Use distance measures to classify and cluster data.

Binderslides

Learning objectives

In this lesson we will have a look at distance and similarity measures to analyse data. If one can determine the distance between data samples (e.g. between rows in a table, different texts or images) one has access to a range of tools to investigate data and to model it. In this lesson we will have a look at two of them, namely k-nearest neighbour classification and k-means clustering.

  • k-nearest neighbour classification falls in the category of supervised algorithms, which we already encountered with Decision Trees and Random Forests.

  • k-means clustering on the other hand is an unsupervised method and therefore forms a new class of algorithms. We will investigate how these algorithms can be used.

This notebook is split according to three learning goals:

  1. Understand different measures of distance and the curse of dimensionality.
  2. How the nearest neighbours can be used to build a classifier in scikit-learn.
  3. Explore a dataset with the unsupervised k-means method.

References

  • Chapter 6: Similarity, Neighbors, and Clusters of Data Science for Business by F. Provost and P. Fawcett

Homework

Work through the notebook and solve the exercises.
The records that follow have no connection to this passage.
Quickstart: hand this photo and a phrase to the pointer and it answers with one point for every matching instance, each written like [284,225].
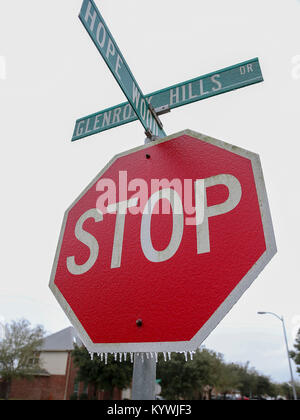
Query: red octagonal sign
[162,243]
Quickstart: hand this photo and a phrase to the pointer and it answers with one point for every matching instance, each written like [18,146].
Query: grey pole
[287,349]
[144,377]
[144,368]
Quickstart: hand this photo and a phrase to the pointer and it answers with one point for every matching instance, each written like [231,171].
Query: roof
[63,340]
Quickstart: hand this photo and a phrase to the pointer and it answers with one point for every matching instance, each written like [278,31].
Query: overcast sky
[51,74]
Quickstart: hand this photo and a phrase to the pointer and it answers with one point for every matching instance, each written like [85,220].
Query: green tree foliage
[19,351]
[295,355]
[114,374]
[208,373]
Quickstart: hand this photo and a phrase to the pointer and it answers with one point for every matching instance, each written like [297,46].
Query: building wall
[51,387]
[39,388]
[54,362]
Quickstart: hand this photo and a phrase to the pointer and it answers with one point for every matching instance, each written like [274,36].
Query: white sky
[51,74]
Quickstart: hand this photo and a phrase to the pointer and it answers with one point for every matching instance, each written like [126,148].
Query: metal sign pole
[144,377]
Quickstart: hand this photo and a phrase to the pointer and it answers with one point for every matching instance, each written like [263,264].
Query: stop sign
[162,243]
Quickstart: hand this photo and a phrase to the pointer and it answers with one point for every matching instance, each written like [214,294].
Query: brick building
[57,381]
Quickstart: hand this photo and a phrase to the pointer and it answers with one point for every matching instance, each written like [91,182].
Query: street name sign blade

Figure: A group of cats is called a cluster.

Imports

import numpy as np
import matplotlib.pyplot as plt
import seaborn as sns
from tqdm import tqdm

from sklearn import datasets
from sklearn.neighbors import KNeighborsClassifier
from sklearn.model_selection import cross_validate
from sklearn.ensemble import RandomForestClassifier
from sklearn.cluster import KMeans

from dslectures.core import plot_classifier_boundaries, plot_fitting_graph
# !pip install --upgrade dslectures

Part 1: Similarity and distance measures

Similarity and distance measures are fundamental tools in machine learning. Often we want to know how far apart or similar two datapoints are. Some examples:

  • How similar are two customers?
  • How close is a search query to a webpage?
  • How similar are two pictures?
  • How far away is the closest restaurant?

How we measure the distance and similarity influences the results. If the direct, shortest path takes us over a cliff it might not actually be the shortest path time-wise. Also the dimensionality of the data has an impact on the usefulness of the result. When working with high-dimensional data one has to keep the curse of dimensionality in mind that impacts the quality of some metrics.

Figure: Obsolete Russian measures of distance.

See this link for more information about obsolete Russian units of measurement.

In this section we investigate how different measures of distance and similarity behave when more dimensions are added. In machine learning this means that we add more features to the feature matrix. This can have severe implications on the quality of distance measure and methods that rely on it (such as k-nearest neighbour or k-means). This is often called the curse of dimensionality.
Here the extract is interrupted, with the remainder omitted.